The reason some fields are hidden are because WordPress doesn’t support them or they would pose a security risk – password reset links going to people other than the intended user, for example.

Are you able to post screenshots of the notification and the resulting email?
If I can’t see anything obvious with these then you might have to make your way through the document I linked to in my last reply.

Thanks,
Jack

All I am doing is sending out the “create a password” link to new users when they register. Everything works fine, other than the link that is sent out doesn’t work when you click on it.

The email source looks something like this:

Please copy & paste the link below into your browser to create your password. Logins and passwords are not transferable.

USERNAME: myusername

https://www.mydomain.com/wp-login.php?action=rp&key=xemtEePJFREHoWmqRAtm&login=myusername

Once you have set up a password, use it and your username to login to the Partner Portal here: https://www.mydomain.com/partner-portal/

I’ve gone through the doc you sent, with no luck. The only thing that works is pasting the link manually into the browser, as clicking on it returns the ‘invalid key’ error, and shows the wrong screen.

Hi efishinsea,
If the link works when copying and pasting it, it means there must be something be inserted into the link code itself.

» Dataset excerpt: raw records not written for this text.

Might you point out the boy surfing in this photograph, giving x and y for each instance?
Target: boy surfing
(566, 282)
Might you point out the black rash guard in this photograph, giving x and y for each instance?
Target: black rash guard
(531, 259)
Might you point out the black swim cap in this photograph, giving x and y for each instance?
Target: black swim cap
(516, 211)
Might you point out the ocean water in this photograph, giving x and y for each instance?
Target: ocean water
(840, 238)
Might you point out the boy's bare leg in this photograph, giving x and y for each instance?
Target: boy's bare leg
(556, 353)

Can you post the HTML of the link so I can take a look?

Thanks,
Jack

Send me a PM and I’ll send you an email with an account login to view. I can’t post it here.

Hi efishinsea,
I can’t provide that level of support via the free support forum I’m afraid.

Can you post the HTML as requested above or send a screenshot so that I can see what is contained in the email?

Thanks,
Jack

The HTML looks like I said it did in an earlier message:

Please copy & paste the link below into your browser to create your password. Logins and passwords are not transferable.

USERNAME: myusername

https://www.mydomain.com/wp-login.php?action=rp&key=xemtEePJFREHoWmqRAtm&login=myusername

Once you have set up a password, use it and your username to login to the Partner Portal here: https://www.mydomain.com/partner-portal/

Hi efishinsea,
Whilst that’s the text from the notification, it’s not the HTML.

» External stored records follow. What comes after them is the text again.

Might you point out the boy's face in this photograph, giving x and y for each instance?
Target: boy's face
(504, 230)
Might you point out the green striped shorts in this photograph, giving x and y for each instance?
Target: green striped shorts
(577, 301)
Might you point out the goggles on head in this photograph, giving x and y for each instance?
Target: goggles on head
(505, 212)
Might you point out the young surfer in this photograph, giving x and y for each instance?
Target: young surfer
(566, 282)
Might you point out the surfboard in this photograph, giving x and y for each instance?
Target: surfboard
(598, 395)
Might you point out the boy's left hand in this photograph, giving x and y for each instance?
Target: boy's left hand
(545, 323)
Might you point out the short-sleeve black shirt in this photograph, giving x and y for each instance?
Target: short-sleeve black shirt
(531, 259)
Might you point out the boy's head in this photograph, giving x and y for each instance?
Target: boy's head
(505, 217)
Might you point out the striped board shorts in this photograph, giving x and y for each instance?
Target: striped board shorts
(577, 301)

If you view the RAW email in your email client, you should be able to see the HTML – can you please copy and paste that here or provide a screenshot?

If you can’t then you may have to make your way through this document to see if you’re able to narrow down the source of the problem that way.

Thanks,
Jack

Yes, I understand. That was the “HTML” from the email, which was a plaintext email, which also gives the same “invalid key” result.

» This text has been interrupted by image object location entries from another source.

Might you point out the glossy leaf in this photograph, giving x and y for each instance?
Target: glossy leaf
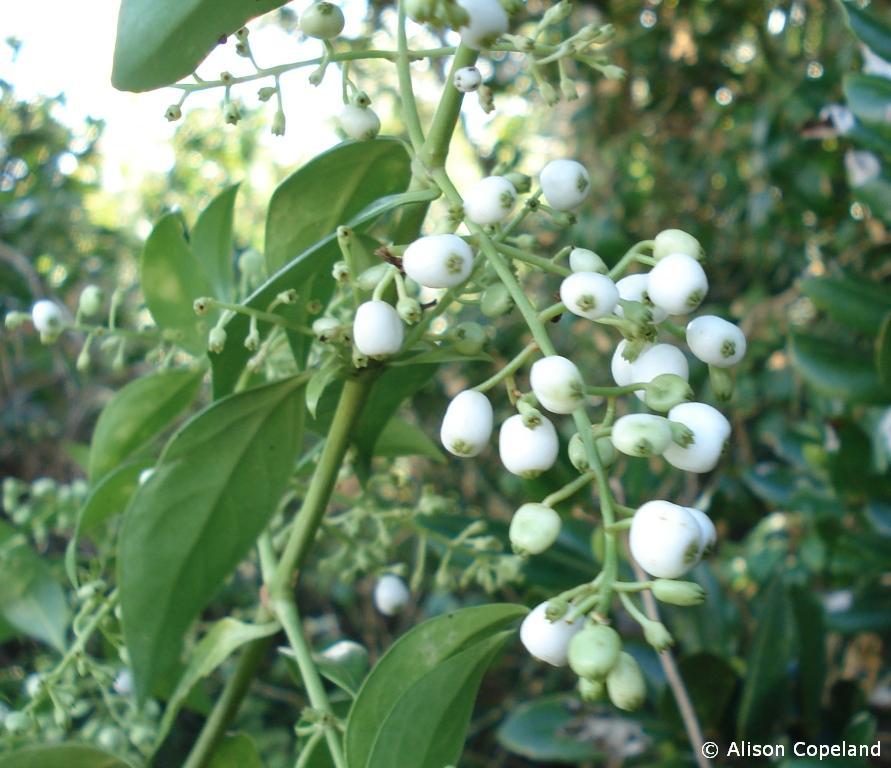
(137, 415)
(417, 653)
(31, 600)
(171, 280)
(836, 370)
(161, 41)
(62, 756)
(212, 243)
(214, 488)
(223, 639)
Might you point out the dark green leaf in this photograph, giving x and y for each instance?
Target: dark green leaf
(161, 41)
(836, 370)
(137, 415)
(214, 488)
(420, 651)
(62, 756)
(212, 243)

Here’s another snippet of the same thing in one version of html, which also fails:

Please copy & paste the link below into your browser to create your password. Logins and passwords are not transferable.
<br/><br/>
USERNAME: myusername
<br/><br/>
https://www.mydomain.com/wp-login.php?action=rp&key=xemtEePJFREHoWmqRAtm&login=myusername
<br/><br/>
Once you have set up a password, use it and your username to login to the Partner Portal here: https://www.mydomain.com/partner

I’ve tried emails in HTML, in plaintext, etc. All fail.

If you want to test this for yourself, I can send you a user account, but will not do so via this public forum.

Hi efishinsea,
Have you tried another email client? I just wondered if it’s doing something odd to your emails.

As it works when you copy and paste the link into your web browser manually, it would suggest that BNFW is working correctly. I suspect something else may be affecting the link like the security settings on your web server or your email client.

Jack

Closing due to inactivity. If you need further help with this, please feel free to re-open this thread.